Population coverage for core services remained below 95% in four OECD countries in 2024, and was below 90% in Mexico and accession country Romania. In the United States, the share of uninsured people decreased following the Affordable Care Act, and about 25 million people were uninsured in 2023. Uninsured people tend to be working-age adults with lower education or income levels. In Ireland, although coverage is universal, fewer than half of the population are covered for the cost of all general practitioner (GP) services, but new eligibility measures introduced since 2023 have increased the proportion covered.

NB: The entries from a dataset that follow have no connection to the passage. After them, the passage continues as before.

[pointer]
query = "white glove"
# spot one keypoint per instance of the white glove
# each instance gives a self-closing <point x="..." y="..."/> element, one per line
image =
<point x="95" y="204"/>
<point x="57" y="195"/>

Beyond population coverage rates, satisfaction with the availability of quality health services offers further insight into effective coverage. The Gallup World Poll collects data on citizens’ satisfaction with health and other public services. While contextual and cultural factors influence survey responses, the poll allows citizens’ opinions to be compared based on the same survey question. Satisfaction with the availability of quality health services averaged 64% across OECD countries in 2024 (Figure 5.2). Swiss citizens were most likely to be satisfied (89%), while those in Greece, Türkiye, Hungary, Italy, Chile and Colombia were least likely to be satisfied (lower than 50%). While satisfaction levels have decreased on average across OECD countries over the past decade, this masks wide cross-country variation: Türkiye experienced the largest decline in satisfaction of 30 percentage points (p.p.), while Canada, France and New Zealand also had declines of over 20 p.p. Conversely, in Chile and Estonia satisfaction levels increased by 10 p.p. or more.
In many countries, citizens can purchase additional health coverage through voluntary private health insurance. This can cover any cost-sharing left after basic coverage (complementary insurance), add further services (supplementary insurance), or provide faster access or a wider choice of providers (duplicate insurance). Among 29 OECD countries with recent comparable data, nine had additional private insurance coverage for over half of the population in 2024 (Figure 5.3). Complementary insurance to cover cost-sharing is widely used in Belgium (97% of the population). Israel and the Netherlands had the largest supplementary health insurance market (over 80% of the population). Duplicate private health insurance was most widely used in Australia and Ireland. Over the last decade, the population covered by additional private health insurance has increased in 16 of 29 OECD countries with comparable data, with large increases in Belgium and Denmark (over 15 p.p.). In Slovenia, a major policy reform in 2024 replaced its complementary insurance with a new compulsory healthcare contribution as part of its social health insurance system.